You don’t have that feeling of music as a living, developing entity with studio projects, (particularly with many noise projects). You do the album and it’s done. Even if you do play live you’ll never have a hope of recreating all the specific knob twiddles that went into the recording. Your live gigs would have to be something else entirely. In this digital age with the absence of physical media recorded music has never felt more ephemeral which perhaps explains the perverse appeal of tape media in the noise scene. A lot of people want that physical copy that is, by some standards, less at the whim of platform holders and the ever changing landscape of digital files. Personally I quite like the ephemeral nature of creating music in this landscape. My work only exists at the behest of forces I have very little control over, it could all vanish tomorrow if bandcamp suddenly decided to take against me.
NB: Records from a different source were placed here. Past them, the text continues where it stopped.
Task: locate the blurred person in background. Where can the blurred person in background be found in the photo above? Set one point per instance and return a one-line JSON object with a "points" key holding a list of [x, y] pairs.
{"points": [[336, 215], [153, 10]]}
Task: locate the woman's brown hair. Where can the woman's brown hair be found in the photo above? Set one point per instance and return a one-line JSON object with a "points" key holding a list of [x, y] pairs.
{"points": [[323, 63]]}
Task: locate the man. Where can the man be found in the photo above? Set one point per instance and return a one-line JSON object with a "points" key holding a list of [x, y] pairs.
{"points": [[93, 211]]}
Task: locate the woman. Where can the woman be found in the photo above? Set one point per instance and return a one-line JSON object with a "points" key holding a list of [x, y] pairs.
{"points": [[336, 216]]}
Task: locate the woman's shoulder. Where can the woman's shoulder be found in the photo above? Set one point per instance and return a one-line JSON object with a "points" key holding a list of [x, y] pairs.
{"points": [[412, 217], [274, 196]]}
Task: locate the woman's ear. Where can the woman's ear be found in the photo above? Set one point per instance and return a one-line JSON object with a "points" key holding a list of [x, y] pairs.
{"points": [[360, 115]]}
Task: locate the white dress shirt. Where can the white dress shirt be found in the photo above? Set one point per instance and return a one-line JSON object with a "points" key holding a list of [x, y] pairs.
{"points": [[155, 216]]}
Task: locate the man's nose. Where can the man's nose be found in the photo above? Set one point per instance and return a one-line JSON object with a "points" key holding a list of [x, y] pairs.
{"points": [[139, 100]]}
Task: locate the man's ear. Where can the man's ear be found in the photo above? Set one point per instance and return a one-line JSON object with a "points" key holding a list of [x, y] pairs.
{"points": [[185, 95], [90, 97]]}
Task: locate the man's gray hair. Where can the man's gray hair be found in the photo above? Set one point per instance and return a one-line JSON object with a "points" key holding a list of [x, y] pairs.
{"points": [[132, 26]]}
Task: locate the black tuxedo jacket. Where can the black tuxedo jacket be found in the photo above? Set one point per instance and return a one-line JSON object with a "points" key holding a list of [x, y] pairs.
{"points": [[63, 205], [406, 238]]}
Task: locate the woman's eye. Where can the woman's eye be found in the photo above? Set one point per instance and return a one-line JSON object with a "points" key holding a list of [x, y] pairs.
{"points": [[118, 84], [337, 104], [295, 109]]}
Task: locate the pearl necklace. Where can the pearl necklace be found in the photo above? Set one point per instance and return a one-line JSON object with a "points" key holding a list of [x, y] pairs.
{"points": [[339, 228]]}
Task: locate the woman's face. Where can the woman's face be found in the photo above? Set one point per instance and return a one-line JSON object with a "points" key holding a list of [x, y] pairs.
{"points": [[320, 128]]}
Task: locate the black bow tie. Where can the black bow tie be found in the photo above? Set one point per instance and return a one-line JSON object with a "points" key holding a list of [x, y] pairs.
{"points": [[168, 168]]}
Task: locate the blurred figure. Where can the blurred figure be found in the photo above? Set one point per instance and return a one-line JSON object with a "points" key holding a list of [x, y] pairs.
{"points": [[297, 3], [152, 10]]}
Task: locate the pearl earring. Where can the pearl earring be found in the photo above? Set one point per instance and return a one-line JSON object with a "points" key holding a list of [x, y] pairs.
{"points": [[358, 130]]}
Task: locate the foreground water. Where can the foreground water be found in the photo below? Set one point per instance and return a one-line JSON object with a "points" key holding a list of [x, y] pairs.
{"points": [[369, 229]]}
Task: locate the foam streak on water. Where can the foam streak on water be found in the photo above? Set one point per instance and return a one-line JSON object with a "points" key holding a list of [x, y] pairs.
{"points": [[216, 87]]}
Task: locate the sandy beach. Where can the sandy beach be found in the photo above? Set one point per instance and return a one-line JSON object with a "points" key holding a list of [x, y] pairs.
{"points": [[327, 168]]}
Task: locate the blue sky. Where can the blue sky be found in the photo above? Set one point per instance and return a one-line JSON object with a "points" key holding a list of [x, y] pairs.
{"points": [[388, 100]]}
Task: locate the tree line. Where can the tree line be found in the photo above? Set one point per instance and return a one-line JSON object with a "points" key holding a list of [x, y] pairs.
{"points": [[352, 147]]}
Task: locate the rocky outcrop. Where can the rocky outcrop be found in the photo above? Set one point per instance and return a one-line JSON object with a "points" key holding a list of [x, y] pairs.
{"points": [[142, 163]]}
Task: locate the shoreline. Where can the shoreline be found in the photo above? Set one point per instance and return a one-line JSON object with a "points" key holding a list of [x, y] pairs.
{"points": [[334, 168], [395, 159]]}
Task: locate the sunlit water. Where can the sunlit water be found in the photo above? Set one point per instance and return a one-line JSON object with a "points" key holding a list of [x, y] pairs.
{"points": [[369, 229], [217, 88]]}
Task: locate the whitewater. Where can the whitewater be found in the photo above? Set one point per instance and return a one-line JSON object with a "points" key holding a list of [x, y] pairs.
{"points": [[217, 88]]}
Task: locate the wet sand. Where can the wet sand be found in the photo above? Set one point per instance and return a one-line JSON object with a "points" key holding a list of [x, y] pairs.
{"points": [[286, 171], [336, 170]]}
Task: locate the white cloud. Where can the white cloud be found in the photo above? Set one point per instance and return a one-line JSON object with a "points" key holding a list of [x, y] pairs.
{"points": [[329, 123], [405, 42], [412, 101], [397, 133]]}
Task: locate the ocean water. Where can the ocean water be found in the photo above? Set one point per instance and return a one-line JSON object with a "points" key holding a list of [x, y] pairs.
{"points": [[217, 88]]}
I have long since deleted the original copies of some of those tracks because I don’t have access to the digital real estate to be able to archive the original files. There’s at least three collections I wrote before I settled on Malesperi as the name of my project that probably no longer exist anywhere in the world. It could also disappear tomorrow and I’m fine with that because unlike a traditional band I’m never going to be in a situation where I need to find the original masters of a punk song I wrote forty years ago to try and reconstruct the bass tone for a deeply depressing reunion gig. I write music, it goes out into the world for a little while and then, inevitably, it will disappear.

That’s the message, if there is one, of this album; embrace the death throes of your own personal universe and find a way to carve out a little bit of peace in the moment because everything decays, everything falls apart, and the old certainties are constantly giving way before the immutable tides of entropy.